XIV LEGISLATURA

PROGETTO DI LEGGE - N. 2436




PROPOSTA DI LEGGE


Art. 1.

(Unificazione di funzioni di vigilanza).

        1. Le funzioni di vigilanza sulle assicurazioni private e di interesse collettivo e sulle forme pensionistiche complementari, attribuite dalla legislazione vigente alla competenza, rispettivamente, dell'Istituto per la vigilanza sulle assicurazioni private e di interesse collettivo (ISVAP) e della Commissione di vigilanza sui fondi pensione (COVIP), sono trasferite alla Banca d'Italia, che le esercita avvalendosi del proprio personale e della propria organizzazione, nel rispetto esclusivo del proprio ordinamento.


Art. 2.

(Soppressione di enti).

        1. L'ISVAP, istituito con legge 12 agosto 1982, n. 576, e la COVIP, istituita con decreto legislativo 21 aprile 1993, n. 124, sono soppressi.
        2. Il Governo è delegato ad adottare, entro il termine di tre mesi dalla data di entrata in vigore della presente legge, un decreto legislativo recante le norme occorrenti per disciplinare la destinazione e il trattamento giuridico ed economico del personale dipendente in servizio presso l'ISVAP e la COVIP alla medesima data.

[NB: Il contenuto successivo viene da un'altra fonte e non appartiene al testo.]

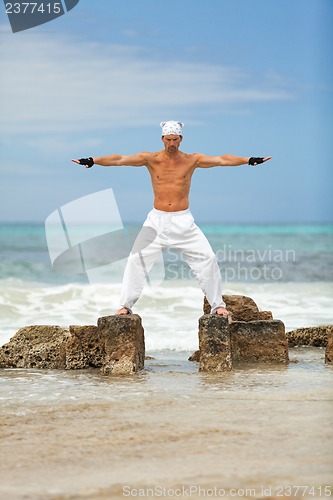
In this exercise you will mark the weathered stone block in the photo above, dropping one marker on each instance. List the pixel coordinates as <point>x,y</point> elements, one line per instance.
<point>84,348</point>
<point>315,336</point>
<point>259,341</point>
<point>329,346</point>
<point>241,307</point>
<point>214,343</point>
<point>124,344</point>
<point>38,346</point>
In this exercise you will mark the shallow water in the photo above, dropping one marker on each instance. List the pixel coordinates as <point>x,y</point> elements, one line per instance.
<point>83,435</point>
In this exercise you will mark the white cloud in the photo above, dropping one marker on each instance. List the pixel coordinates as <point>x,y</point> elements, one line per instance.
<point>59,84</point>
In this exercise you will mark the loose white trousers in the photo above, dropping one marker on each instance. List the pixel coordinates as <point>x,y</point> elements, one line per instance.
<point>176,230</point>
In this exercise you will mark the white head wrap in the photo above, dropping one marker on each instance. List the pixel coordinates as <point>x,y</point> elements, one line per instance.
<point>172,128</point>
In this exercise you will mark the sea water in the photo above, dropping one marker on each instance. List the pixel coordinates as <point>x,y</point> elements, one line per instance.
<point>263,430</point>
<point>286,269</point>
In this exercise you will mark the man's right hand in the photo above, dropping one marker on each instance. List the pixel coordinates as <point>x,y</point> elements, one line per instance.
<point>88,162</point>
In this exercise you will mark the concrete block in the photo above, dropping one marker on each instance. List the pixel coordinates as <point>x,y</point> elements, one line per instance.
<point>214,343</point>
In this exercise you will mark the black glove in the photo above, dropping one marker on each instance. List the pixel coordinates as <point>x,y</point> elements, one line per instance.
<point>255,161</point>
<point>89,162</point>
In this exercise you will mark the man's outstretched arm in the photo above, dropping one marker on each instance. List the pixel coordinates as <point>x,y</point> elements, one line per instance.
<point>138,160</point>
<point>204,161</point>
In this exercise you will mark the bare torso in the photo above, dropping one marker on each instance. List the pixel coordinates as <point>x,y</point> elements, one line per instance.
<point>171,179</point>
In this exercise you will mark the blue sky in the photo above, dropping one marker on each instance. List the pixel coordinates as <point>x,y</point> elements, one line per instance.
<point>247,77</point>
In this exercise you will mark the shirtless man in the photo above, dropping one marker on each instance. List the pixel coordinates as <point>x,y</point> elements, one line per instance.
<point>171,172</point>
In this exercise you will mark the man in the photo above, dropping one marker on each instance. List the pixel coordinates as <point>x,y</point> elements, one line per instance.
<point>170,222</point>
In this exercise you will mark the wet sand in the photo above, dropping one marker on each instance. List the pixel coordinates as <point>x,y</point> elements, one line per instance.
<point>169,431</point>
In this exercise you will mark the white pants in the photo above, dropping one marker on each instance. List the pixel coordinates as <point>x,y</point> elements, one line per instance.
<point>177,230</point>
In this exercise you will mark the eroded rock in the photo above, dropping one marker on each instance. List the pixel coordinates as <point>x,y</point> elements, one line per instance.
<point>38,346</point>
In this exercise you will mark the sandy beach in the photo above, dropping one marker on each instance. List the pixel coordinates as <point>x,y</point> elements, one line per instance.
<point>256,432</point>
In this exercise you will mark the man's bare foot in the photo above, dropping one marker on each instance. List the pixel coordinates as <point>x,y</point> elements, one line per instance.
<point>122,311</point>
<point>221,311</point>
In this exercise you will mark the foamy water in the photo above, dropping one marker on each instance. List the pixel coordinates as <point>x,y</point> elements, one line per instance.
<point>169,312</point>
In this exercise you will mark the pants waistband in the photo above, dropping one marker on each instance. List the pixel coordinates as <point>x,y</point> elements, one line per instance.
<point>179,212</point>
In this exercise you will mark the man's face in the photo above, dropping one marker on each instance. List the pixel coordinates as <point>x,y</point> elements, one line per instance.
<point>172,142</point>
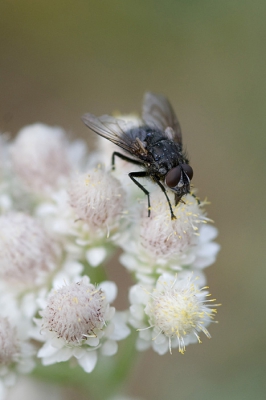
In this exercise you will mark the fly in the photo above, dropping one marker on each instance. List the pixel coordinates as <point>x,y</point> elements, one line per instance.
<point>156,145</point>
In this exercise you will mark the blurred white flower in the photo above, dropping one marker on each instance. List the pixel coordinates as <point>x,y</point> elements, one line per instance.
<point>16,352</point>
<point>157,244</point>
<point>77,320</point>
<point>27,253</point>
<point>172,314</point>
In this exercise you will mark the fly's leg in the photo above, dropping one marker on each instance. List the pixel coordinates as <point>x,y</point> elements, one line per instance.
<point>195,197</point>
<point>167,198</point>
<point>125,158</point>
<point>141,174</point>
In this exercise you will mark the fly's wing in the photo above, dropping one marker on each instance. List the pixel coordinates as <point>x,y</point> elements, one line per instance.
<point>114,130</point>
<point>157,112</point>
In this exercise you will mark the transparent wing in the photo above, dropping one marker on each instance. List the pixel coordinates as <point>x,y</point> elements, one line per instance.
<point>114,130</point>
<point>157,112</point>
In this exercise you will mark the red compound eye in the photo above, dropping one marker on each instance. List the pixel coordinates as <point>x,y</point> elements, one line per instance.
<point>188,170</point>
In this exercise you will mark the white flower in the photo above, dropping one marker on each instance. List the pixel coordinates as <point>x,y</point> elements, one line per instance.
<point>97,198</point>
<point>77,321</point>
<point>157,244</point>
<point>172,314</point>
<point>27,253</point>
<point>87,217</point>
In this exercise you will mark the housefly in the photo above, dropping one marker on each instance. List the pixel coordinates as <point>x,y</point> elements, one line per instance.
<point>156,145</point>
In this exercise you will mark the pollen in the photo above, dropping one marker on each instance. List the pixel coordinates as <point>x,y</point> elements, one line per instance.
<point>177,311</point>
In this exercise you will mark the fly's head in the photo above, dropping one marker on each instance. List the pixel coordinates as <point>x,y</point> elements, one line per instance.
<point>178,180</point>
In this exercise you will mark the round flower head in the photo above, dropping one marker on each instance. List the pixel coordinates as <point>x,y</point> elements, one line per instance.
<point>77,320</point>
<point>158,243</point>
<point>27,254</point>
<point>39,156</point>
<point>97,198</point>
<point>175,311</point>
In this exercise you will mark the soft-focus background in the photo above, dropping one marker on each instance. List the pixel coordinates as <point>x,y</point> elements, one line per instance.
<point>60,59</point>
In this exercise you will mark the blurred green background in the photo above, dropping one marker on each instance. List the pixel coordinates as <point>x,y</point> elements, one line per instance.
<point>60,59</point>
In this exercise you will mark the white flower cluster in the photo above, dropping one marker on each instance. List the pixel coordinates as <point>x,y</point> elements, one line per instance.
<point>62,215</point>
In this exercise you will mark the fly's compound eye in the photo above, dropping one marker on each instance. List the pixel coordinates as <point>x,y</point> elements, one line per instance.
<point>173,177</point>
<point>188,170</point>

Il decreto legislativo sarà informato ai seguenti princìpi e criteri direttivi:

                a) passaggio alla Banca d'Italia dei dipendenti degli enti soppressi, che la Banca stessa vorrà utilizzare per lo svolgimento dei compiti di vigilanza;

                b) assegnazione del restante personale ad altre amministrazioni del settore pubblico allargato, comprese le autorità di regolazione e di garanzia;
                c) previsione di norme e procedure di tutela dei lavoratori analoghe a quelle applicate nei casi di trasferimento di azienda, ai sensi degli articoli 2112 del codice civile e 47, commi da 1 a 4, della legge 29 dicembre 1990, n. 428, e successive modificazioni.

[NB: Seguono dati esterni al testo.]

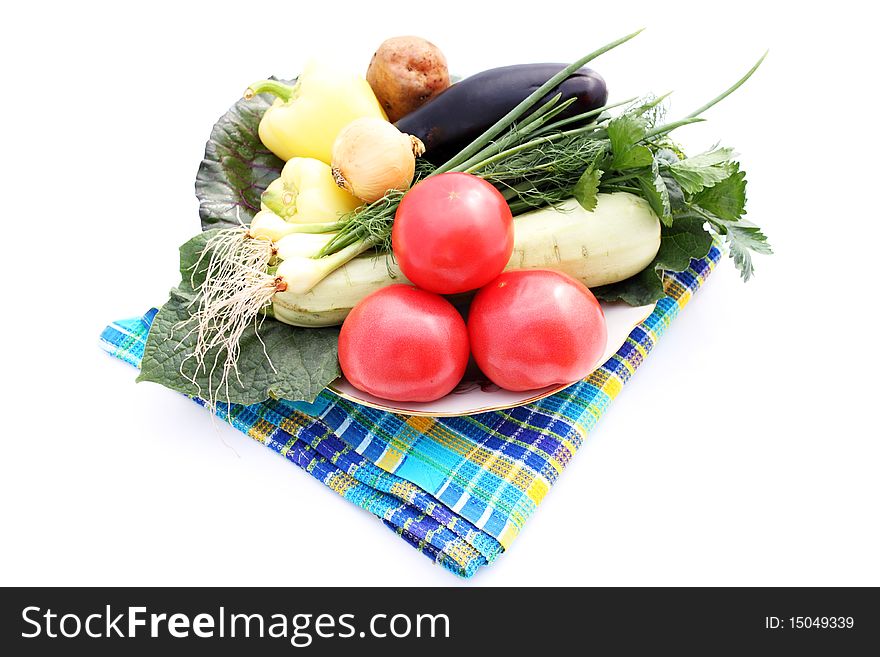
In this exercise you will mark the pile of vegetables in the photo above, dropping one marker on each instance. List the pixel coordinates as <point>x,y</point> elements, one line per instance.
<point>521,191</point>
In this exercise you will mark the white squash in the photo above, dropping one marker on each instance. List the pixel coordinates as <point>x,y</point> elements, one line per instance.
<point>618,239</point>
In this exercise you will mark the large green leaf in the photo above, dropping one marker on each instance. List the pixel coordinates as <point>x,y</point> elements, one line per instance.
<point>236,168</point>
<point>301,361</point>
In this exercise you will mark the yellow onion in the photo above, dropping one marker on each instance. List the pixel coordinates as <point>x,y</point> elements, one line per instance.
<point>372,157</point>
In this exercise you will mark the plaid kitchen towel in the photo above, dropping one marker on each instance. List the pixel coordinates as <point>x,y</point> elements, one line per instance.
<point>457,489</point>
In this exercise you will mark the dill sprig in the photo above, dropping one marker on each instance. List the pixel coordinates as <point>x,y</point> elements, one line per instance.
<point>536,160</point>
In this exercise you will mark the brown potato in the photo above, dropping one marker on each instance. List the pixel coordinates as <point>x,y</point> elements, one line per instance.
<point>405,73</point>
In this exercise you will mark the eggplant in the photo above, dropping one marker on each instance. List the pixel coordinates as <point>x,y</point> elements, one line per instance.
<point>461,113</point>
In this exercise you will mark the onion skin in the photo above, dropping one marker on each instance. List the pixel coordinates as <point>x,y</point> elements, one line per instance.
<point>372,157</point>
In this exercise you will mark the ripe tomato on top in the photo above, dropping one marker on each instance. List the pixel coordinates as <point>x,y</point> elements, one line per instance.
<point>453,232</point>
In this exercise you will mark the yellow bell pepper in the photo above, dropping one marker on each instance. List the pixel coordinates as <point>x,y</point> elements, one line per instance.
<point>306,117</point>
<point>306,193</point>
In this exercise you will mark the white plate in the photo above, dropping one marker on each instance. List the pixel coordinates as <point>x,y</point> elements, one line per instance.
<point>479,395</point>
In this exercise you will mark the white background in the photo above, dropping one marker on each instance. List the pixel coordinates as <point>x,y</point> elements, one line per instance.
<point>744,451</point>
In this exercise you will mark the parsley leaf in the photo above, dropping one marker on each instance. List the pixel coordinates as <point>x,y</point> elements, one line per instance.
<point>727,198</point>
<point>704,170</point>
<point>586,189</point>
<point>625,132</point>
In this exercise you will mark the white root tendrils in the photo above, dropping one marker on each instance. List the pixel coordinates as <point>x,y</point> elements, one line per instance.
<point>235,289</point>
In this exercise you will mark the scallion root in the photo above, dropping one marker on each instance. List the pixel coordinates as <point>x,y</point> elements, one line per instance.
<point>235,289</point>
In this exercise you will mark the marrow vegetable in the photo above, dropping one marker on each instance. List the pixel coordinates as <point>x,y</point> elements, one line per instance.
<point>618,239</point>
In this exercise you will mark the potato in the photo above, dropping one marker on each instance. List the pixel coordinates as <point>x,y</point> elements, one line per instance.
<point>405,73</point>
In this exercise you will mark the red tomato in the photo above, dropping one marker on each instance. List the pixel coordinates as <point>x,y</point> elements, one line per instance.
<point>534,328</point>
<point>453,232</point>
<point>404,344</point>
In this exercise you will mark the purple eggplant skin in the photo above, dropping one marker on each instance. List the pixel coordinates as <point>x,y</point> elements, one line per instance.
<point>455,117</point>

        3. La Banca d'Italia succede nei diritti, nelle attribuzioni, nelle situazioni giuridiche attive e passive, dei quali gli enti soppressi sono titolari in forza di leggi, provvedimenti amministrativi, contratti o a qualsiasi altro titolo.


Art. 3.

(Disposizioni transitorie).

        1. In attesa dell'approvazione delle modifiche necessarie per adeguare l'ordinamento della Banca d'Italia allo svolgimento dei nuovi compiti ad essa attribuiti dalla presente legge, il Governatore della Banca d'Italia ha facoltà di nominare, determinandone i relativi poteri, uno o più commissari incaricati di garantire la continuità dell'attività di vigilanza, già esercitata dagli enti soppressi ai sensi dell'articolo 2.


Art. 4.

(Norme abrogate).

        1. Le disposizioni disciplinanti l'ordinamento degli enti soppressi ai sensi dell'articolo 2 e quelle comunque non compatibili con l'attribuzione alla Banca d'Italia delle funzioni di vigilanza sulle assicurazioni e sui fondi pensione sono abrogate.
        2. Sono altresì abrogati i seguenti articoli della legge 12 agosto 1982, n. 576, e successive modificazioni:

                a) gli articoli 9, 10, 11, 13, 14, 19 e 21 a decorrere dalla data di entrata in vigore della presente legge;

                b) l'articolo 17 a decorrere dalla data di entrata in vigore delle modifiche di cui all'articolo 3 della presente legge;
                c) l'articolo 20 a decorrere dalla data di entrata in vigore del decreto legislativo di cui all'articolo 2, comma 2, della presente legge.


Art. 5.

(Entrata in vigore).

        1. La presente legge entra in vigore il giorno successivo a quello della sua pubblicazione nella Gazzetta Ufficiale.